Making a Clean Shift

Six weeks ago, I decided to make a change in how I was eating. When you live with another person, it’s helpful when they also validate your choice, and go along with it. Mary and I are both more than six weeks into what we’re calling “clean eating.” Others knowledgeable in our new lifestyle choice might refer to it as paleo.

It really doesn’t matter what you call it. Both of us feel better, have lost weight, and more important—we’ve eliminated so much junk and crap from our diets that it’s hard to believe we didn’t both adopt this earlier.

We’re both active people. Swimming, biking, running all require a good energy source and fuel for our bodies. Add to that the demands of work and the 21st century lifestyle—one that seems intent on killing us all—and changing things up becomes all the more apparent, at least in hindsight. We’re both amazed that it took us so long to get here.

Actually, I’m not unaware of the paleo lifestyle. Both Mary and I know enough people that are living it. Several friends and family members that are into CrossFit have been adherents of paleo. Our sports medicine doctor has hinted to both Mary and I that making dietary changes, especially given some of the inflammation and sports-related issues Mary and I have both been battling, might be a wise choice.
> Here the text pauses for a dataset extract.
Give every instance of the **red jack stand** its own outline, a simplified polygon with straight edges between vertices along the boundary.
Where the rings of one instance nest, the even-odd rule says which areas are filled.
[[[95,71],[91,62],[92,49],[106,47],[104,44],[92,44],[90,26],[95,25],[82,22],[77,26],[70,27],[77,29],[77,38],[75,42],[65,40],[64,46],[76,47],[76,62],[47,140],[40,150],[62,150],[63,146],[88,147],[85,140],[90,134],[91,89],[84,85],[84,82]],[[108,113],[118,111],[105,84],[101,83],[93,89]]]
Paleo made a flash on America’s constantly-changing radar of new fads and dietary choices a few years back. Like most everything else, it was gone, and Americans were off searching for their next flavor-of-the-month.

Paleo isn’t new. In fact, the idea of foregoing grains dates back to the beginning of time. It’s basically the diet that hunters and gatherers existed on. Of course, fast forward 70,000 years and life today is much different than when cavemen (and cavewomen) roamed the earth.

Cavemen

Paleo: So easy, a caveman can do it.

Often when you make a change—especially one that has you going against the grain (no pun intended)—there comes an awareness of how deeply entrenched certain things are in our culture of dysfunction. Before, whenever I was hungry, I would simply pick up some package of processed food, gorge myself with some or all of the contents. Off I’d go, convinced I wasn’t hungry any longer. Or, I’d keep eating, and eating, and eating…many of you know what I’m talking about.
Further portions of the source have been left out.